Ethylene oxide, the cancer-causing gas EPA can’t seem to quit
In the memo, Fotouhi specifically calls out ethylene oxide, an invisible gas used for medical sterilization and produced in chemical manufacturing that IRIS determined was a carcinogen in 2016. Under the Biden administration, EPA undertook long overdue actions to strengthen regulations for several types of industrial facilities that emit ethylene oxide, including medical sterilizers. These actions would have significantly reduced cancer risks for the millions of people in the U.S. and Puerto Rico living or working near ethylene oxide-emitting facilities. But when President Trump once again took office, the agency reversed course and has rolled back many of the regulations limiting emissions of toxic air pollutants like ethylene oxide.
IRIS’ 2016 assessment found that long-term inhalation of ethylene oxide can cause white blood cell and breast cancers, and that the risks are especially pronounced for children. EPA was able to significantly strengthen controls for ethylene oxide-emitting facilities because of IRIS’ scientific conclusions (an assessment that took a decade to complete and included rigorous independent review). Now Fotouhi—who previously represented a medical sterilization company and other polluters as an attorney—is sowing doubt in the IRIS ethylene oxide assessment, echoing unsubstantiated claims made by the Texas Commission on Environmental Quality and American Chemistry Council for years. Their claims are also counter to conclusions by a NASEM independent committee in 2025, which supported EPA’s methodology for developing IRIS assessments. The agency even went so far as removing information about the health risks of ethylene oxide from its website, depriving the public of crucial information about the harms of exposure. We are witnessing in real-time EPA cutting the science out of decisionmaking to further a profit-motivated deregulatory agenda.

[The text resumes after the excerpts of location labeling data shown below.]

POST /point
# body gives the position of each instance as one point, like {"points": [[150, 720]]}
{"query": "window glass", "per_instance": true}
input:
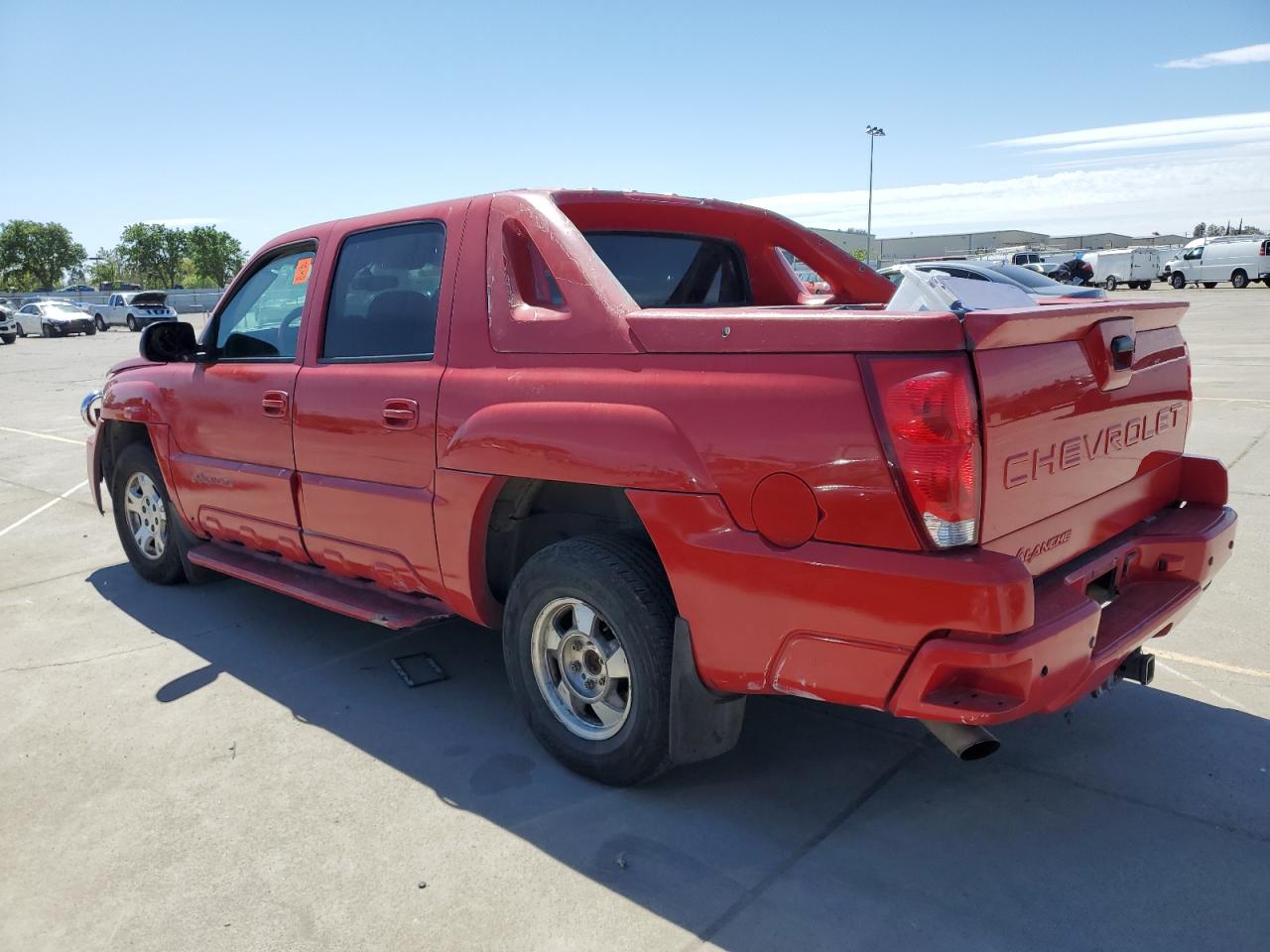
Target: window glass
{"points": [[384, 296], [263, 316], [807, 275], [674, 271]]}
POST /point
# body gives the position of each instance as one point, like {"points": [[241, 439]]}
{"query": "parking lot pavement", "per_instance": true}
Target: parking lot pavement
{"points": [[221, 769]]}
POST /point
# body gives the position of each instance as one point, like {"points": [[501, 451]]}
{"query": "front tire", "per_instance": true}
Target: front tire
{"points": [[587, 642], [144, 516]]}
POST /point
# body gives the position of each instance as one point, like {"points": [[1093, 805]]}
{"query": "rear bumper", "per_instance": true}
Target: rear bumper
{"points": [[1160, 567], [964, 636]]}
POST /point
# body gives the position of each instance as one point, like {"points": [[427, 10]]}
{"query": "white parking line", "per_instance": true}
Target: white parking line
{"points": [[50, 504], [42, 435]]}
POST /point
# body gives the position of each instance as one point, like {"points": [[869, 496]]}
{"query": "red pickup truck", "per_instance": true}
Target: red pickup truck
{"points": [[619, 428]]}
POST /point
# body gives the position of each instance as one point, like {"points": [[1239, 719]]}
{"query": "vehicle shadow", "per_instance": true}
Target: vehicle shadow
{"points": [[1138, 821]]}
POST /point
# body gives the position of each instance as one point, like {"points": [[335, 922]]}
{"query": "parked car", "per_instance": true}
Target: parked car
{"points": [[8, 326], [53, 318], [134, 309], [1239, 261], [619, 428], [1042, 289]]}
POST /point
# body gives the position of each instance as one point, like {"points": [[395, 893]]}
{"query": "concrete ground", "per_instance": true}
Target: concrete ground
{"points": [[222, 769]]}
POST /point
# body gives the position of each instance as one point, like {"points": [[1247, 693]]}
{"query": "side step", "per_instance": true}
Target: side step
{"points": [[363, 601]]}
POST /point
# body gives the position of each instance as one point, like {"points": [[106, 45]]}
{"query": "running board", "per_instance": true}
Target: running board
{"points": [[363, 601]]}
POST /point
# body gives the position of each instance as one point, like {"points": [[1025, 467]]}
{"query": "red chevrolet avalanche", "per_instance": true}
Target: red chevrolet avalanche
{"points": [[621, 430]]}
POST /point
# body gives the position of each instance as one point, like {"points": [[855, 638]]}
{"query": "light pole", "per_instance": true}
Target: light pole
{"points": [[874, 132]]}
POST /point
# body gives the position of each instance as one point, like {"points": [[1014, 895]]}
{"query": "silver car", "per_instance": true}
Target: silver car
{"points": [[53, 318]]}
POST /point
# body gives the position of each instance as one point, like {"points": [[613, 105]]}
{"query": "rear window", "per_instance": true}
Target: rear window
{"points": [[674, 271]]}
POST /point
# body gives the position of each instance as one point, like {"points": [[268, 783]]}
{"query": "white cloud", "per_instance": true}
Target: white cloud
{"points": [[182, 222], [1259, 53], [1234, 127], [1166, 193]]}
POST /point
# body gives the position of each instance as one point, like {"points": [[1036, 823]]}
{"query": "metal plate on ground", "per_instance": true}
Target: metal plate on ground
{"points": [[418, 669]]}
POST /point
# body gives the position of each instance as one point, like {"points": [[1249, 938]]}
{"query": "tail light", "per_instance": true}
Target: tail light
{"points": [[929, 414]]}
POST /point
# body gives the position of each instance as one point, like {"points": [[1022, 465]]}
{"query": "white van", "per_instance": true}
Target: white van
{"points": [[1238, 261]]}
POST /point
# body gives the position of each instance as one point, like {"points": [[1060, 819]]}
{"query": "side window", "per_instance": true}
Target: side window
{"points": [[384, 295], [262, 320], [807, 275]]}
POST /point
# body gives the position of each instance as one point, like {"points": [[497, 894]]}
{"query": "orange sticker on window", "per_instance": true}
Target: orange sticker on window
{"points": [[303, 267]]}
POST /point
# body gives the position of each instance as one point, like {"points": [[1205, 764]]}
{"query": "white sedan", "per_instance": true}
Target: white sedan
{"points": [[53, 318]]}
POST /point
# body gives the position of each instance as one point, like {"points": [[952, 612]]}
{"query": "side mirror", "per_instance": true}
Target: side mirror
{"points": [[171, 341]]}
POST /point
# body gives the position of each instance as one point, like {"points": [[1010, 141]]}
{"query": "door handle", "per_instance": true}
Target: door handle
{"points": [[400, 414], [275, 403]]}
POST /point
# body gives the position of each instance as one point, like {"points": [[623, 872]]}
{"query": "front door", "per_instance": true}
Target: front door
{"points": [[231, 456], [365, 425]]}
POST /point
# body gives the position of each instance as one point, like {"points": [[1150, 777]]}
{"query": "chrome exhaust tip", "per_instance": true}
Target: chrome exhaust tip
{"points": [[964, 742]]}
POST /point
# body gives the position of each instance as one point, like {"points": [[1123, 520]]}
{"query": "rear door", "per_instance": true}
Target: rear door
{"points": [[365, 431], [1084, 412], [231, 457]]}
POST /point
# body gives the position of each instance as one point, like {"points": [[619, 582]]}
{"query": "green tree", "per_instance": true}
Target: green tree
{"points": [[107, 267], [154, 252], [36, 255], [216, 255]]}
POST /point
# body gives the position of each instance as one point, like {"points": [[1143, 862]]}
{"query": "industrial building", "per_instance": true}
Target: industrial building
{"points": [[971, 243]]}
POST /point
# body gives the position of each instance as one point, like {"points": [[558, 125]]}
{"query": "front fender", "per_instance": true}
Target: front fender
{"points": [[131, 400], [603, 444]]}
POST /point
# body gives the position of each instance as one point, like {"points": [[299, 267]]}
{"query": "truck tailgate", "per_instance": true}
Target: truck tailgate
{"points": [[1084, 411]]}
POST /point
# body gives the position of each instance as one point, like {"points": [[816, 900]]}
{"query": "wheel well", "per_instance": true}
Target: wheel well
{"points": [[118, 434], [531, 515]]}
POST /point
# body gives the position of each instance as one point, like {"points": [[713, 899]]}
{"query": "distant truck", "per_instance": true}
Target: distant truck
{"points": [[134, 309], [1132, 267], [1207, 262]]}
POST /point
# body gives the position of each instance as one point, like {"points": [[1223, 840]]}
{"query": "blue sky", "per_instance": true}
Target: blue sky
{"points": [[263, 117]]}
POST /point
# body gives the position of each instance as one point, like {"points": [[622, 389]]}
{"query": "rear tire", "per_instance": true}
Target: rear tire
{"points": [[145, 517], [631, 613]]}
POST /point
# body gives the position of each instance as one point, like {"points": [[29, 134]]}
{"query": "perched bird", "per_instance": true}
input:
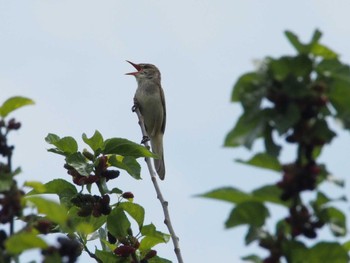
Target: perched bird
{"points": [[149, 98]]}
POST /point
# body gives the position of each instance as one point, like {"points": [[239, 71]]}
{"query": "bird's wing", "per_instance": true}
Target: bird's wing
{"points": [[164, 108]]}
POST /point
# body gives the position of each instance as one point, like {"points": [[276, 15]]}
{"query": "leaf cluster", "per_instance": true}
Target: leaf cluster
{"points": [[87, 210], [291, 98]]}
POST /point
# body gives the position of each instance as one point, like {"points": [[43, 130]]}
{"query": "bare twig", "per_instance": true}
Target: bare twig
{"points": [[164, 203]]}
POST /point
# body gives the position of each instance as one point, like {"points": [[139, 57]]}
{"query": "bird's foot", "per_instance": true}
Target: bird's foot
{"points": [[134, 107], [145, 139]]}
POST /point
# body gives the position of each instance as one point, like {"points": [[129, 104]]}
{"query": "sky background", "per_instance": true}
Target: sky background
{"points": [[69, 57]]}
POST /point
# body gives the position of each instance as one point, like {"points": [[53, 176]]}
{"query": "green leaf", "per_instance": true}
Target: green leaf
{"points": [[12, 104], [22, 241], [109, 257], [284, 121], [323, 51], [65, 190], [336, 220], [263, 160], [94, 222], [126, 163], [66, 145], [95, 142], [340, 98], [38, 187], [253, 234], [250, 212], [136, 211], [298, 66], [321, 200], [152, 237], [118, 223], [246, 131], [78, 161], [52, 210], [228, 194], [296, 251], [125, 147], [269, 193]]}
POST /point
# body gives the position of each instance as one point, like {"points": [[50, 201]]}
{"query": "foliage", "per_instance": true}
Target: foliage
{"points": [[292, 98], [81, 216]]}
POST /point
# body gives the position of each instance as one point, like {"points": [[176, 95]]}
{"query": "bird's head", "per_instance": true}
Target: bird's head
{"points": [[144, 71]]}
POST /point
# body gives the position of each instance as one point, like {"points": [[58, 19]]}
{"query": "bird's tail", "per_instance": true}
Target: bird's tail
{"points": [[157, 148]]}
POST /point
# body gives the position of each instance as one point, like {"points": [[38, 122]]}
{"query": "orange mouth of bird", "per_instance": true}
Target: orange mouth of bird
{"points": [[136, 66]]}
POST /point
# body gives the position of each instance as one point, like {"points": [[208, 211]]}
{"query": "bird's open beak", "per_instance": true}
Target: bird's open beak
{"points": [[136, 66]]}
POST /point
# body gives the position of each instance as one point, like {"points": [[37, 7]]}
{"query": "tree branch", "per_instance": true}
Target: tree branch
{"points": [[167, 220]]}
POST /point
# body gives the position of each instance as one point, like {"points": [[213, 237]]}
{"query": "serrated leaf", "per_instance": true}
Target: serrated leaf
{"points": [[95, 142], [66, 145], [253, 234], [263, 160], [125, 147], [328, 252], [136, 211], [78, 161], [38, 187], [323, 51], [118, 223], [22, 241], [269, 193], [94, 222], [62, 188], [52, 210], [247, 213], [126, 163], [12, 104]]}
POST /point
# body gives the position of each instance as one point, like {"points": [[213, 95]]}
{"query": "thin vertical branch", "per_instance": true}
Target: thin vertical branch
{"points": [[167, 220]]}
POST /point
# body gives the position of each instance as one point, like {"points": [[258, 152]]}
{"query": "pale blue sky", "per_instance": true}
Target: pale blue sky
{"points": [[69, 56]]}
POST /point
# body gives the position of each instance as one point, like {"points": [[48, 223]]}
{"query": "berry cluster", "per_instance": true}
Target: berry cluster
{"points": [[297, 178], [68, 249], [101, 171], [302, 222], [92, 205]]}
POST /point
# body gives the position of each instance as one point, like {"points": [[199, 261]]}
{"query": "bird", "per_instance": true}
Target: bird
{"points": [[149, 98]]}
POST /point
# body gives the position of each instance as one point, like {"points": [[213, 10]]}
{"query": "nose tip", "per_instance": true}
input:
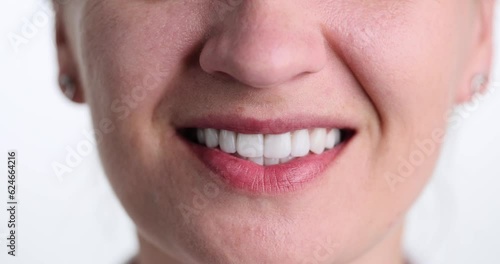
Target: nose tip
{"points": [[263, 53]]}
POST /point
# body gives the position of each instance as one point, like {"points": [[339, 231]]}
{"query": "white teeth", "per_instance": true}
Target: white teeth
{"points": [[285, 160], [250, 146], [227, 141], [277, 146], [270, 149], [317, 139], [258, 160], [271, 161], [211, 137], [332, 138], [300, 143]]}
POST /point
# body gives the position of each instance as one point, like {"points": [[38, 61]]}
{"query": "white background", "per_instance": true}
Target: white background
{"points": [[77, 219]]}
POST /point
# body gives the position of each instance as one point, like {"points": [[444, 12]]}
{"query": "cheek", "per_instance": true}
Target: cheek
{"points": [[407, 69]]}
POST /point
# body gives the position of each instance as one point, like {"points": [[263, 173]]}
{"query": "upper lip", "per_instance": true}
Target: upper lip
{"points": [[252, 125]]}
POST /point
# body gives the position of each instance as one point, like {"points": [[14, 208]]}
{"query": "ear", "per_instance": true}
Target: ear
{"points": [[482, 50], [65, 56]]}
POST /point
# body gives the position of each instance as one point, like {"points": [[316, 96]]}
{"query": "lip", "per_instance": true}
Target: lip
{"points": [[254, 179], [248, 125]]}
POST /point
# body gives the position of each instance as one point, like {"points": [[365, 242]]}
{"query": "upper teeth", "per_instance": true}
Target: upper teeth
{"points": [[271, 149]]}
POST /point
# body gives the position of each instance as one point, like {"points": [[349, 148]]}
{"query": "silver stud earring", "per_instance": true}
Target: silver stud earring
{"points": [[68, 85], [479, 81]]}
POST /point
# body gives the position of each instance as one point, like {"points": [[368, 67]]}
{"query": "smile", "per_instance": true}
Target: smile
{"points": [[258, 157], [271, 149]]}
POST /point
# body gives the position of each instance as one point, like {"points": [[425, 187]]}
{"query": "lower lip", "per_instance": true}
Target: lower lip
{"points": [[250, 177]]}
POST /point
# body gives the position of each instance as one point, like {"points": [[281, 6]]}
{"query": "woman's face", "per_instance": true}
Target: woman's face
{"points": [[386, 72]]}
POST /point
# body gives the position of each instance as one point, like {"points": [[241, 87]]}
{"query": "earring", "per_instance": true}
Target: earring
{"points": [[68, 85], [479, 81]]}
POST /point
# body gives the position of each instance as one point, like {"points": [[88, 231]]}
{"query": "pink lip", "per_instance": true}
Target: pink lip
{"points": [[244, 175], [247, 176], [273, 126]]}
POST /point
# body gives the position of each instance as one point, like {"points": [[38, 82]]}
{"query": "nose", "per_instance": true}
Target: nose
{"points": [[264, 44]]}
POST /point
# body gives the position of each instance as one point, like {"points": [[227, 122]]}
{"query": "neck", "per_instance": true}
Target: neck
{"points": [[387, 251]]}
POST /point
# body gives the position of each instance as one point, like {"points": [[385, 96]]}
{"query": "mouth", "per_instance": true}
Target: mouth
{"points": [[279, 161]]}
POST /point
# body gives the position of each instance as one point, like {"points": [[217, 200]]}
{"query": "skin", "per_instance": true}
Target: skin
{"points": [[394, 67]]}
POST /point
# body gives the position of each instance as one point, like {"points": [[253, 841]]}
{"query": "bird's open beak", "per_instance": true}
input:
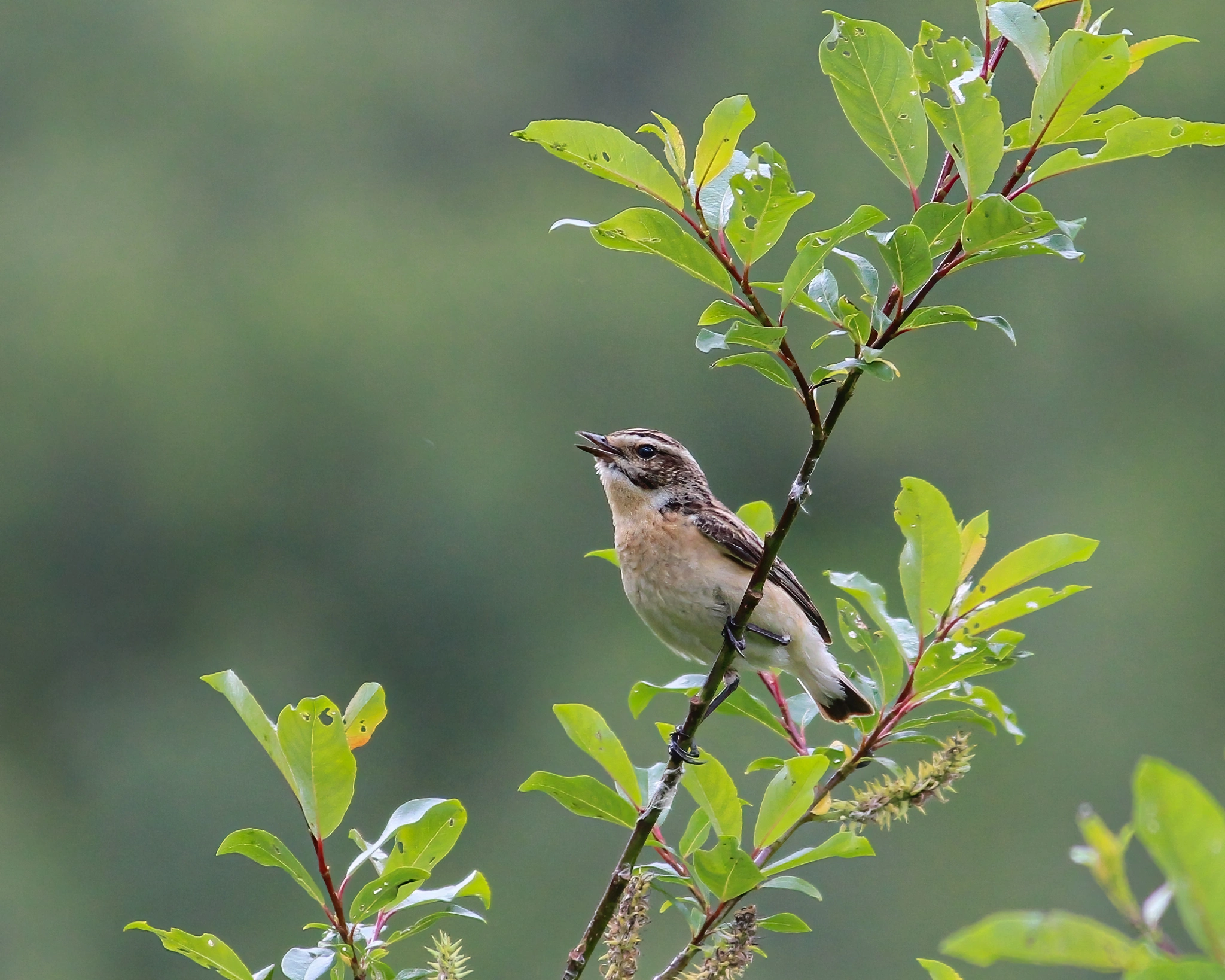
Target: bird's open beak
{"points": [[601, 448]]}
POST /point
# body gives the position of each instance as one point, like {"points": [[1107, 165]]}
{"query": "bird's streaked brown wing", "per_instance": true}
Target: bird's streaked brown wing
{"points": [[745, 548]]}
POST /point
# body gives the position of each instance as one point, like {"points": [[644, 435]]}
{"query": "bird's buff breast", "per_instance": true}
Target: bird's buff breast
{"points": [[678, 581]]}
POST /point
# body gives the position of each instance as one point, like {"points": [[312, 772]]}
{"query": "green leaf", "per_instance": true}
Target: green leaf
{"points": [[937, 970], [933, 555], [793, 884], [989, 701], [788, 798], [941, 224], [760, 518], [1090, 126], [313, 738], [1180, 969], [871, 597], [1184, 829], [842, 844], [587, 729], [1082, 71], [722, 311], [934, 316], [972, 126], [1029, 561], [764, 200], [403, 816], [727, 870], [696, 832], [365, 711], [1022, 604], [875, 83], [1103, 853], [888, 663], [907, 255], [673, 141], [473, 885], [583, 795], [811, 250], [957, 659], [386, 890], [266, 849], [605, 152], [205, 949], [721, 132], [974, 540], [762, 363], [997, 223], [748, 334], [716, 793], [228, 684], [426, 842], [1027, 30], [784, 921], [422, 925], [1143, 49], [1137, 138], [1055, 939], [644, 229]]}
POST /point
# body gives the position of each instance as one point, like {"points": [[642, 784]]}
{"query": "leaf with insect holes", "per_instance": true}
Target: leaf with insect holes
{"points": [[971, 126], [1136, 138], [764, 199], [313, 738], [605, 152], [1083, 69], [874, 80], [365, 711]]}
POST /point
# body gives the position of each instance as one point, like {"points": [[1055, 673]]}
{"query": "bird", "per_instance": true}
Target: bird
{"points": [[686, 560]]}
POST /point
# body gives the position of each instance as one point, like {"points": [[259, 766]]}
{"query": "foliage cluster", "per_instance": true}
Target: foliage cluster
{"points": [[312, 744]]}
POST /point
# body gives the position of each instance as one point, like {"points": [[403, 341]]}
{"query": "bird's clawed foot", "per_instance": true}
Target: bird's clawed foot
{"points": [[680, 753], [730, 636]]}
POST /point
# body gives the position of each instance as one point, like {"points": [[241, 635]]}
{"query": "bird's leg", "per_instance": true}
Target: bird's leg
{"points": [[782, 640], [729, 634], [730, 683], [680, 753]]}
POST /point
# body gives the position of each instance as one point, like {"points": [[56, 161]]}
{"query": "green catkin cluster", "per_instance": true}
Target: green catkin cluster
{"points": [[734, 949], [620, 962], [883, 803], [449, 960]]}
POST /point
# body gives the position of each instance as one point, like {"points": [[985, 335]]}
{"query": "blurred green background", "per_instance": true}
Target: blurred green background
{"points": [[288, 374]]}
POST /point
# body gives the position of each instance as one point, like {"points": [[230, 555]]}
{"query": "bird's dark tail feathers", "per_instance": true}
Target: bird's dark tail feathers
{"points": [[842, 706]]}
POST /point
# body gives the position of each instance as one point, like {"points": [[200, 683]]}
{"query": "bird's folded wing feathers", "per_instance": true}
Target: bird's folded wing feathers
{"points": [[745, 548]]}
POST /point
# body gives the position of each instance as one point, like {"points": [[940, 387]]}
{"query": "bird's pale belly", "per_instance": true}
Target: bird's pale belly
{"points": [[686, 602]]}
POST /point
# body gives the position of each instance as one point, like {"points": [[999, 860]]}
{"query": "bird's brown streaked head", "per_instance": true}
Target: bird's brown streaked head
{"points": [[648, 459]]}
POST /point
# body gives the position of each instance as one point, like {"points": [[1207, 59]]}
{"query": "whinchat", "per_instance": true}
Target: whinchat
{"points": [[686, 560]]}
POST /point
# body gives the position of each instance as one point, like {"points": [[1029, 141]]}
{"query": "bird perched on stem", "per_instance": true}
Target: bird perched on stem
{"points": [[686, 560]]}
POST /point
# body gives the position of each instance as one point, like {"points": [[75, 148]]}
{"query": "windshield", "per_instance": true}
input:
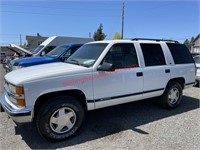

In EPA’s recent proposed rollback of ethylene oxide emissions standards for medical sterilizers—which will expose tens of thousands of people to “unacceptable” cancer risk levels—the agency states that, “it would not be appropriate to rely on the 2016 EtO IRIS value in setting standards,” urging the public to submit “alternative values […] that would be more appropriate…” In the proposal, EPA claims that two new studies introduce uncertainty into the 2016 IRIS value, but if you read the studies, they do not address health endpoints that can be compared to the IRIS assessment. In fact, one of the studies supports the 2016 value. Furthermore, a recent draft cancer risk assessment published by California’s Office of Environmental Health Hazard Assessment includes a literature review from the last decade, arriving at the same conclusions as the 2016 IRIS assessment. You can read more about EPA’s unsupported claims about the 2016 ethylene oxide IRIS assessment in a comment I contributed to and led by our partners at Earthjustice, and our broader comments on the rule here. The science is clear—the Trump administration just doesn’t want to hear it.
Where does that leave us? EPA is giving polluters a free pass, unlawfully eliminating regulations, abandoning the scientific findings that enabled regulation of global warming emissions, no longer considering the benefits of human lives saved by regulation, and now ripping out the scientific foundation that keeps these rules effective. Ultimately, these actions betray the basic job of the EPA. In the Trump administration, EPA leaders are allowing corporations and polluters to evade rules based on science, and secure policies that are convenient for their own profits, at the expense of our health. And in the end, the harm will be foisted upon the American public.